The great founder of modern mathematics – Muhammad ibn Musa al-Khwarizmi – would surely have been delighted with spreadsheets. It was he who first defined the idea of an ‘algorithm’ (an adaptation of his Latin name Algorithmi), but he never formalised his work into the x + y = z notation with which we are familiar today. Instead he referred to the ‘root’ ‘square’ ‘thing’. Spreadsheets have cells which do not heed to have names, and are mostly referenced by their position(e.g A1), so the calculations in a spreadsheet can represent the algorithm in it’s purest form. The problem with spreadsheets is that the only way of applying the algorithm to more than one set of data is to copy it many times, then, copy the whole sheet
Without this flaw, the spreadsheet should be the ideal way of expressing complex algorithms, and it should thus be at the heart of any methodology that requires more than basic data manipulation. But it is not used for work requiring a lot of data, entirely because the preferred method of storing data in computers is the relational database, and spreadsheets cannot interface simply with relational databases. Spreadsheet data is inherently ‘messy’ while relational databases are ‘clean’ insofar as they impose a structure on data that is convenient for computers.
But what if we throw away the relational database and devise a different way of storing data that is more convenient for spreadsheets – and for those using them? Then we can work out a new programming paradigm:
- Source data: Messy data sits in spreadsheets without formulae – high volume data still sits in tables.

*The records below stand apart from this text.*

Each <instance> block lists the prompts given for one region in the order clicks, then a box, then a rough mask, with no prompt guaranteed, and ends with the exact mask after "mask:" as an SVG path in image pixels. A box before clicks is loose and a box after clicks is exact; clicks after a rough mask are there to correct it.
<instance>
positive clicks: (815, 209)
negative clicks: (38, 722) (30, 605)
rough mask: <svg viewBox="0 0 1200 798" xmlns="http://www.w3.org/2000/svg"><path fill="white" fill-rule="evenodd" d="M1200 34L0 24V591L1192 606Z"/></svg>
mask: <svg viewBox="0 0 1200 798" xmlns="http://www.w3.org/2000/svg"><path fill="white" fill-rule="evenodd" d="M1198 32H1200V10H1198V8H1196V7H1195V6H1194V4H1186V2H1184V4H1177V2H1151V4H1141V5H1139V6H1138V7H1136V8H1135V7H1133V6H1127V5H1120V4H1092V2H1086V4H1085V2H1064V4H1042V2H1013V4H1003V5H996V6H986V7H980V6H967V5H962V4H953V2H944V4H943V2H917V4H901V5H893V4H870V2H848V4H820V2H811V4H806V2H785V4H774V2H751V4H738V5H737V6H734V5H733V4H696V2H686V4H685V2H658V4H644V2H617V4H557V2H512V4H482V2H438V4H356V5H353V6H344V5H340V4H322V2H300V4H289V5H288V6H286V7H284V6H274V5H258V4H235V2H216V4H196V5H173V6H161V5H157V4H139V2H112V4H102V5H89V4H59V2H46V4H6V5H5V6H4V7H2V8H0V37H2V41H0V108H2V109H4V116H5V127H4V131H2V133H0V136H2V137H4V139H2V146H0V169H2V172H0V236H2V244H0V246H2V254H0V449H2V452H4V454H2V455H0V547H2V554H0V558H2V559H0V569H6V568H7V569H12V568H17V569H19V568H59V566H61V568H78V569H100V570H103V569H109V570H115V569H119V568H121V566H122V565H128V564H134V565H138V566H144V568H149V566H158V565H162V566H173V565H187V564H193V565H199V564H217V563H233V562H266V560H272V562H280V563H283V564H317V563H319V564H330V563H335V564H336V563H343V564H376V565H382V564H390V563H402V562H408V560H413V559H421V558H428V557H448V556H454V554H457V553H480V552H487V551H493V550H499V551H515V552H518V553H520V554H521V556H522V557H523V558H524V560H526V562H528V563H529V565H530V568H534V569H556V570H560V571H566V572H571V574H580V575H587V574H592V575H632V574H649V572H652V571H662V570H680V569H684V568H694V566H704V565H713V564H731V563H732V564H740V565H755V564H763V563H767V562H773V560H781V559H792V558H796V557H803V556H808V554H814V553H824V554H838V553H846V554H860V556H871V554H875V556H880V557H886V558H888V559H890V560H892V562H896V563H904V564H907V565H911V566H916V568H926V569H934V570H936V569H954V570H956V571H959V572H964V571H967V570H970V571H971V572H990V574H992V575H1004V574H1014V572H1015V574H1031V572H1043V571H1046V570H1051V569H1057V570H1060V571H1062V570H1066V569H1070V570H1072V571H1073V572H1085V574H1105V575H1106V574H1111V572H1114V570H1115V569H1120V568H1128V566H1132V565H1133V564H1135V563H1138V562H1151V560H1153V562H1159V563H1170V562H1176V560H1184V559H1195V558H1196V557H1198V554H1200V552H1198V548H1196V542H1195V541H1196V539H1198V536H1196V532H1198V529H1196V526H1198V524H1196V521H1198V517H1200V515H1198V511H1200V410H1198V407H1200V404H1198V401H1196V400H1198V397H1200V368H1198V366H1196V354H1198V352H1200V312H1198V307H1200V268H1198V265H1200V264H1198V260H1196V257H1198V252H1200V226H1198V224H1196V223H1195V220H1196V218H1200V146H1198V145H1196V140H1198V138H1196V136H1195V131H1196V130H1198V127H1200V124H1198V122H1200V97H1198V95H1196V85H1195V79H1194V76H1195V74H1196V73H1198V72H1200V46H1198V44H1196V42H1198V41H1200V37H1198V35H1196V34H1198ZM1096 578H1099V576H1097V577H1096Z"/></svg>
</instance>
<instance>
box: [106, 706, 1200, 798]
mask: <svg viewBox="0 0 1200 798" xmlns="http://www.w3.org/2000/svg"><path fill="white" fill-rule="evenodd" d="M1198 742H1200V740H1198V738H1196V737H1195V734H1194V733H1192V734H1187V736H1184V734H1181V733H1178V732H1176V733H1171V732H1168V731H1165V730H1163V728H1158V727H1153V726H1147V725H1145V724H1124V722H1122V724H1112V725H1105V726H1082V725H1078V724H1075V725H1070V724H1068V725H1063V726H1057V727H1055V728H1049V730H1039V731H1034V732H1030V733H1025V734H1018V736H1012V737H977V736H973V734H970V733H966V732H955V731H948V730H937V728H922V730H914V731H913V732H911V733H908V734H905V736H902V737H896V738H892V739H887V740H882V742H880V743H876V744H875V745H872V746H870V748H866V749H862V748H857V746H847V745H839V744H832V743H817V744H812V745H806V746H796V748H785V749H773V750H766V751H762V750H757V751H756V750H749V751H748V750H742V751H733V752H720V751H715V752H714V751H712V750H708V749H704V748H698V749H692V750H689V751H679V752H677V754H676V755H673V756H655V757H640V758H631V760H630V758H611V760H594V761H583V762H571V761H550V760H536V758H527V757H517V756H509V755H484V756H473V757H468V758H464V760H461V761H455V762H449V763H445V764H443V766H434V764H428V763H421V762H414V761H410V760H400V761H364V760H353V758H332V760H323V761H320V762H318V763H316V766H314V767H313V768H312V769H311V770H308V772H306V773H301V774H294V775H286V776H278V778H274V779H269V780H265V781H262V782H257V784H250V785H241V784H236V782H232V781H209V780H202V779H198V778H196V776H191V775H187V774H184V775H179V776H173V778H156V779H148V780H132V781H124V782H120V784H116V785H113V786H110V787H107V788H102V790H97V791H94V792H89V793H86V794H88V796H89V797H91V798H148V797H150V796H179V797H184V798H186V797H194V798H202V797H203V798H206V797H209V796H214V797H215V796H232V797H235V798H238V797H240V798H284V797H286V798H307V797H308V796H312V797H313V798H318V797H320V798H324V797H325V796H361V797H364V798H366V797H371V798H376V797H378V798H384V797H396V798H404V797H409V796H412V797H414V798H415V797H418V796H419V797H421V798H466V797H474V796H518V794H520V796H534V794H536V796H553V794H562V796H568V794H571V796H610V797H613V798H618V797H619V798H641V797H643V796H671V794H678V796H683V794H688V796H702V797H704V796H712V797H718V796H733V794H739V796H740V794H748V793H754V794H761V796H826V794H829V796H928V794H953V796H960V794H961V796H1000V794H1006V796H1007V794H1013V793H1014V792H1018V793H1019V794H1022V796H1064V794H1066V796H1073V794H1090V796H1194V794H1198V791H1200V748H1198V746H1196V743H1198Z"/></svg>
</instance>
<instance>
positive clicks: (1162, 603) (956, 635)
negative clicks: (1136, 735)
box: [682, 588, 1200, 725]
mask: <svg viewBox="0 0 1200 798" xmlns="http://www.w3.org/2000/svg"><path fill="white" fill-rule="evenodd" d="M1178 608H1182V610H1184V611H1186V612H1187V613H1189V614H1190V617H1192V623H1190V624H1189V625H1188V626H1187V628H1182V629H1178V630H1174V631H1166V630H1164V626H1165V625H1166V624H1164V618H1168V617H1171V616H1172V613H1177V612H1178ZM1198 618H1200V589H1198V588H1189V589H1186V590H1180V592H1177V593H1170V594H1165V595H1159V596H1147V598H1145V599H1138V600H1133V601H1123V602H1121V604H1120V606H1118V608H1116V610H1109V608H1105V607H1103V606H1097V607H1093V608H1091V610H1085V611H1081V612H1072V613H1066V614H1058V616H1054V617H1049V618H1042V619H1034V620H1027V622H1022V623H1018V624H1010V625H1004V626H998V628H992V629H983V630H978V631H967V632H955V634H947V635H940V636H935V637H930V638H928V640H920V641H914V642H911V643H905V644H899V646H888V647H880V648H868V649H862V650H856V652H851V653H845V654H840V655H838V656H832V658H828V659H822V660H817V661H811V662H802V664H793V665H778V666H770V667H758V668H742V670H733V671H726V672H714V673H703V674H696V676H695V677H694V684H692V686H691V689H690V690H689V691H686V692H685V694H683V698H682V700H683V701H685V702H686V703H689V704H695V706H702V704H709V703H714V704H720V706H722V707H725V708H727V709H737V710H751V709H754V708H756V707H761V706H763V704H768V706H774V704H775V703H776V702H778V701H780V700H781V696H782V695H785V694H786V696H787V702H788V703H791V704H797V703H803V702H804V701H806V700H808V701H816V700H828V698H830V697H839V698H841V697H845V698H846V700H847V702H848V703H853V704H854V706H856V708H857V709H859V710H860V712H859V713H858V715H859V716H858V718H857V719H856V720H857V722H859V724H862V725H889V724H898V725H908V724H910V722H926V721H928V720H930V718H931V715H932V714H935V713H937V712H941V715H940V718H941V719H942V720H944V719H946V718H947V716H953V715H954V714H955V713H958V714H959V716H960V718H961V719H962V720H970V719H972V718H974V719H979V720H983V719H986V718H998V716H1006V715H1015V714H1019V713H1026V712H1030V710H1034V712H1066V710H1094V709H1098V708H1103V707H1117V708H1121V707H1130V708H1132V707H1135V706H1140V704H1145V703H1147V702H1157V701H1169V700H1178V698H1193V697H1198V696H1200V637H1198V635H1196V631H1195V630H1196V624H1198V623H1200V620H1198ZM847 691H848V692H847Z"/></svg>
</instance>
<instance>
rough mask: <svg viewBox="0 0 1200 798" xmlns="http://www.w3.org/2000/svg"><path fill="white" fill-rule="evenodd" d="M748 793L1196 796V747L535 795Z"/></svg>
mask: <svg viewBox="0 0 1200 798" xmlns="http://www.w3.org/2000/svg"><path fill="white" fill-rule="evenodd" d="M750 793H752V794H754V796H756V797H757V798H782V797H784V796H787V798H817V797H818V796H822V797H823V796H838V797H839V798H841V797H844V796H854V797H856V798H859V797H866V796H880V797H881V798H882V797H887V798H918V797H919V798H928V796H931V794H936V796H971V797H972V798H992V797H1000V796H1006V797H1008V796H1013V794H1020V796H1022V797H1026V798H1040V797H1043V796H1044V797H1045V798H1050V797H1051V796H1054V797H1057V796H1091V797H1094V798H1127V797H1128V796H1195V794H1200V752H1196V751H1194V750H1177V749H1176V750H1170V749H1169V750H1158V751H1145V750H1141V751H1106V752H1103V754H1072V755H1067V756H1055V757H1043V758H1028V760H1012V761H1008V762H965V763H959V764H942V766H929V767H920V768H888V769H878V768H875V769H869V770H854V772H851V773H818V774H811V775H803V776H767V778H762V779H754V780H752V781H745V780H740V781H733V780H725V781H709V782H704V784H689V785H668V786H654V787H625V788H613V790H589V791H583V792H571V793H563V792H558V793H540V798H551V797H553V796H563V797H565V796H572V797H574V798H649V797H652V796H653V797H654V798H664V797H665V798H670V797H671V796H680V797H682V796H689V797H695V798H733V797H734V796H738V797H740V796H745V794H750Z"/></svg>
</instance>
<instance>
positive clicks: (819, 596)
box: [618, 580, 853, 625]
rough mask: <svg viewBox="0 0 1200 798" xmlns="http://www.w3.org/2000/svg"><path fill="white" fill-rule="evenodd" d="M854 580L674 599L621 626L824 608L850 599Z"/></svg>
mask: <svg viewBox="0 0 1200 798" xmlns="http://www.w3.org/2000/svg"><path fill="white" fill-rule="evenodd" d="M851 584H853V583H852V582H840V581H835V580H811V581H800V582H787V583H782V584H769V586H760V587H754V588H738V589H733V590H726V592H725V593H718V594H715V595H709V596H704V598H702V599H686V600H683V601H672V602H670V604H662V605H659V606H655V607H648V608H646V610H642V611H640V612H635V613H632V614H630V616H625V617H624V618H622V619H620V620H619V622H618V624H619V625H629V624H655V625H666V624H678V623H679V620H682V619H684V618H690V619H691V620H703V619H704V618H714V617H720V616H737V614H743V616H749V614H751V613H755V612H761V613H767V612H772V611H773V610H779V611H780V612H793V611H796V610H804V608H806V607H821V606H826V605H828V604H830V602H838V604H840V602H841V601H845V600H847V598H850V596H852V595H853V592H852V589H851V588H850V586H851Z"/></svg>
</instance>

- Processing: : Individual spreadsheets are created to express the algorithm – data is loaded from the sources , processed and saved away to be available to report spreadsheets
- Output: processed data is loaded into workbooks.
Neither the source sheets nor the output sheets need have formulae, though they will probably have a small number of formulae. Tracking data through the system is not done by relating cells to cells – which, after all, is meaningless – but by tracing named ‘values’ through the system where those values have an ‘audit’ attached which shows their ‘provenance’
Here’s an example.
I want to create a project management system. I have a number of projects to complete; each project is composed of ‘activities’ which may or may not overlap; each activity requires ‘resources’ – personnel or machinery. My job is to ensure that no project gets held up because a resource is not available. The problem is to define the start points of each project and the start point, resources required and duration of each activity within the project.
The preferred methodology for solving this problem would be to accumulate all the source information in a workbook, then be able to press a button to process the information and receive as output a workbook highlighting any potential conflicts. I should then tweak the source data by moving start points, or assigning resources differently, then reprocess the data to see if the conflicts were resolved. With iterations, I could find the best solution.
With our methodology, that’s exactly what you can do!